Wenn sich die Zeiten ändern und die Stimmung aufgehellt werden soll, muss ein neues Kleid her. Die alte IFA kokettiert mit neuem „Branding“ und „Logo“ und verabschiedet sich vom „Funk“ im Namen. Den Home Electronics widmet sie ihre neuen Farben. Vergangenheit und Zukunft sollen in uns erstrahlen, wenn uns TV-Testbildfarben in getrennten Dosierungen begegnen.

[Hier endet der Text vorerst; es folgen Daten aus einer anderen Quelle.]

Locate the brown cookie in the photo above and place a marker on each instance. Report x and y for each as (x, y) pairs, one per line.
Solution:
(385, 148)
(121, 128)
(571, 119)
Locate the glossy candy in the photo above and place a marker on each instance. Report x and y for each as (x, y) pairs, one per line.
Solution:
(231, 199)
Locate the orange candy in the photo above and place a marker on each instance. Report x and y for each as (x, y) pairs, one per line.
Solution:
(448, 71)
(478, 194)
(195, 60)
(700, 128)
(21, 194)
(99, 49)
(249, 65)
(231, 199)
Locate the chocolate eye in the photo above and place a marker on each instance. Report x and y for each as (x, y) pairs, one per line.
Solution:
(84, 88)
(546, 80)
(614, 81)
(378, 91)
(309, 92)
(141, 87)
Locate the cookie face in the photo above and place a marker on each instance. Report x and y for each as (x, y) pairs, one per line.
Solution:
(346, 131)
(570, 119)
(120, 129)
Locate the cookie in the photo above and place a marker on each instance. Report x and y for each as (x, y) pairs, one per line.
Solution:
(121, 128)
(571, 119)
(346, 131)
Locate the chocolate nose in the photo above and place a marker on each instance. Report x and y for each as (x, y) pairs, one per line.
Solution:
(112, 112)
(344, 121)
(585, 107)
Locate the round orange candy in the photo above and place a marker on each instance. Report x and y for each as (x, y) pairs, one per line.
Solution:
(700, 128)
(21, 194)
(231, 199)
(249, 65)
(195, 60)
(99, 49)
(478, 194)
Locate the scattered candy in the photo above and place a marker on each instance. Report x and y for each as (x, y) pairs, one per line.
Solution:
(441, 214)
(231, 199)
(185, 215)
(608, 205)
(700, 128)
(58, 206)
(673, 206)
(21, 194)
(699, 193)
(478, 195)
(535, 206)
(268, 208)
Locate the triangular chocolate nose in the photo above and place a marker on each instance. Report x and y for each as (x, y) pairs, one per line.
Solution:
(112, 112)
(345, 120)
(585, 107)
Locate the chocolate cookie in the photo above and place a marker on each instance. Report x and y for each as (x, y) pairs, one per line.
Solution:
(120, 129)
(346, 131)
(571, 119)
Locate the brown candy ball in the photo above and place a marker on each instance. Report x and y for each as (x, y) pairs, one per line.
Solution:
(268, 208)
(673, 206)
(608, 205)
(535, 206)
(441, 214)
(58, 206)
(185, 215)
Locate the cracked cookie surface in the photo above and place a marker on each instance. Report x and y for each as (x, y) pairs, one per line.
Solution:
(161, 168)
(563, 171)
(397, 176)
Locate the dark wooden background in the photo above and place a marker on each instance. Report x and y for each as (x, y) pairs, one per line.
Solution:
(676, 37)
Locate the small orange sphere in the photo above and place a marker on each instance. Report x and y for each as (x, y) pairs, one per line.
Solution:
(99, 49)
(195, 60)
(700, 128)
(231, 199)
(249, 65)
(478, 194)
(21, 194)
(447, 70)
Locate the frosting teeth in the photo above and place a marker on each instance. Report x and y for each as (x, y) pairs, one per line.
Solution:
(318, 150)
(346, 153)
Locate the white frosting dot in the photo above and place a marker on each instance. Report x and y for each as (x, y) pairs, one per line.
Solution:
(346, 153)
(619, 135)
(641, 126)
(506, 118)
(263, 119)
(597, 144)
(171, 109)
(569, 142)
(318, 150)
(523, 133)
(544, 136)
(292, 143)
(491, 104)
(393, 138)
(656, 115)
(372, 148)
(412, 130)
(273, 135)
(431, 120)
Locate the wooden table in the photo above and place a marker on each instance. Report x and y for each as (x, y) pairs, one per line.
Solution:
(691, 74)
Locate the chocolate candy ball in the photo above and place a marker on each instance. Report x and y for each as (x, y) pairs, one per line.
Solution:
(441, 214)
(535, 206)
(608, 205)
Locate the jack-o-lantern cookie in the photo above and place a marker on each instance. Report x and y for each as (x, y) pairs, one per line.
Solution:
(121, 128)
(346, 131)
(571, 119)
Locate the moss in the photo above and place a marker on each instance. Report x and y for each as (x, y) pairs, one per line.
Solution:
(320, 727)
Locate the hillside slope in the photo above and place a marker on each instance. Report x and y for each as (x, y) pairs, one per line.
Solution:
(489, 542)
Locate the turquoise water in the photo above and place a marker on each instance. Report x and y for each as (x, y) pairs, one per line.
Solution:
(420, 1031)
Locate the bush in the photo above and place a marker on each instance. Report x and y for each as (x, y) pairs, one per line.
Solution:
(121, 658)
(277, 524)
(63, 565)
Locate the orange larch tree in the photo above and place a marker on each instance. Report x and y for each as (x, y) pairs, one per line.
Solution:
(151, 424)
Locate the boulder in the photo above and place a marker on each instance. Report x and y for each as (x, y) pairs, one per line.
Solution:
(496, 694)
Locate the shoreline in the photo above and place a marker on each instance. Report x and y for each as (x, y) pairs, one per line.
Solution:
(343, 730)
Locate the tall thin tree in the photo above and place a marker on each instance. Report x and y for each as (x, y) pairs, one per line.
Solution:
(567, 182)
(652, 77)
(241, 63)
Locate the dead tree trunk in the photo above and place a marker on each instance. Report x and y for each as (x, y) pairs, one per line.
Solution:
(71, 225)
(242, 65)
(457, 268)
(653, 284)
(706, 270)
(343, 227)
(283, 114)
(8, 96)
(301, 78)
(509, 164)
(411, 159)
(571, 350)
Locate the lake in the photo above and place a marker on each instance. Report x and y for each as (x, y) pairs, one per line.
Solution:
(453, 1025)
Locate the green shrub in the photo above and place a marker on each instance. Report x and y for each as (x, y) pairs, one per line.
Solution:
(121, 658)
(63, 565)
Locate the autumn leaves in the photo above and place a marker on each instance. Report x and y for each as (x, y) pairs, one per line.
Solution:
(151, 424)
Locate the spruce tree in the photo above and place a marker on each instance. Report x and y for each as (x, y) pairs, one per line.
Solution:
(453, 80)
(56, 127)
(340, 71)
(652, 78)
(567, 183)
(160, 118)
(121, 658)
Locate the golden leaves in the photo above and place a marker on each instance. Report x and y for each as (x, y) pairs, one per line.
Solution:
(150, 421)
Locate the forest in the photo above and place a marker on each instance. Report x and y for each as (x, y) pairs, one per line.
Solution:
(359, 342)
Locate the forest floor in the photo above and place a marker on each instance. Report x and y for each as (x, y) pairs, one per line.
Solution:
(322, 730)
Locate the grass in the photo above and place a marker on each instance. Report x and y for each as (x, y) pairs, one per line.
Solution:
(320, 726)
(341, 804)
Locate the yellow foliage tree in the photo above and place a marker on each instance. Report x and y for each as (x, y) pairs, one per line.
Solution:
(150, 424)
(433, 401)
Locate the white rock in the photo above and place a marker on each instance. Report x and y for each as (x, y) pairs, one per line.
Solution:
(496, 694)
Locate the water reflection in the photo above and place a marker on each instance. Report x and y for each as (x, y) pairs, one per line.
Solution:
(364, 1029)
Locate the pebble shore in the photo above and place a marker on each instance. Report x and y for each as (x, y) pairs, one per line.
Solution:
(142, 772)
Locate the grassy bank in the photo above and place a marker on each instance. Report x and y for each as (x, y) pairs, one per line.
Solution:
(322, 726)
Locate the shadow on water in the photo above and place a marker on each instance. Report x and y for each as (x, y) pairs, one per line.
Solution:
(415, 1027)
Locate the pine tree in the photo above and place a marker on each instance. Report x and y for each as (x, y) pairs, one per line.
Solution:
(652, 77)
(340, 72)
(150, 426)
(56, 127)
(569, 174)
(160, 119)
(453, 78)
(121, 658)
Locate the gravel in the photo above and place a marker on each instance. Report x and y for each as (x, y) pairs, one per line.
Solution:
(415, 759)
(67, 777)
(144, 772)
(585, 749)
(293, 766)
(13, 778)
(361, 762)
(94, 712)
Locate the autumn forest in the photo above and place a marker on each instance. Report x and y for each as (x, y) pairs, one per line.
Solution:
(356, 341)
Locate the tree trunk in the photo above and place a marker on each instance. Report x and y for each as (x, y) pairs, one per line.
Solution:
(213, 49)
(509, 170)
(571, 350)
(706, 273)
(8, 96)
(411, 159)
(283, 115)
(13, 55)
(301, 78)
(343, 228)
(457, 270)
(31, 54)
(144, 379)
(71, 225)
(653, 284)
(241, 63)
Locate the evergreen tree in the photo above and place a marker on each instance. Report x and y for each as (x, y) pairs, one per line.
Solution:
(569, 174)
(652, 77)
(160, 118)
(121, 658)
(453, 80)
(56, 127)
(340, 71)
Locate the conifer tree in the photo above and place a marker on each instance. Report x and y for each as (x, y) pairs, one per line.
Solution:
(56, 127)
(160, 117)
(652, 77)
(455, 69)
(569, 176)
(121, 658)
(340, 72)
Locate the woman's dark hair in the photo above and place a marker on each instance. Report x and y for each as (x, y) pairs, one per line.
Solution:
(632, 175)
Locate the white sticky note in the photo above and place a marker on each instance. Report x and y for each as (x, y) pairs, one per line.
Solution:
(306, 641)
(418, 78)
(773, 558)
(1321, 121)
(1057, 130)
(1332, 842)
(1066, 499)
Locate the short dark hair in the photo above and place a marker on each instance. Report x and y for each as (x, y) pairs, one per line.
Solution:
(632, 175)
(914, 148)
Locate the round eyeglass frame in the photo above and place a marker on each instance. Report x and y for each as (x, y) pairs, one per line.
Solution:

Sie erinnern sich? Bis Mitte der 1990er-Jahre stachen sich grelle Testbild-Farben nach Sendeschluss in die Träume der Zuseher. Künftig sollen sie das Image der Buntwäsche-Technik und anderer (Wasch-)Küchen-Neuheiten sanft pflegen. IFA steht in unauffälligen Allerweltslettern ab sofort für „Innovation für Alle“: Werden künftig auch klimafreundliche Fasern in schicker Mode gezeigt? Die ultimative Creme gegen Altersfalten? Neue Verpackungssysteme?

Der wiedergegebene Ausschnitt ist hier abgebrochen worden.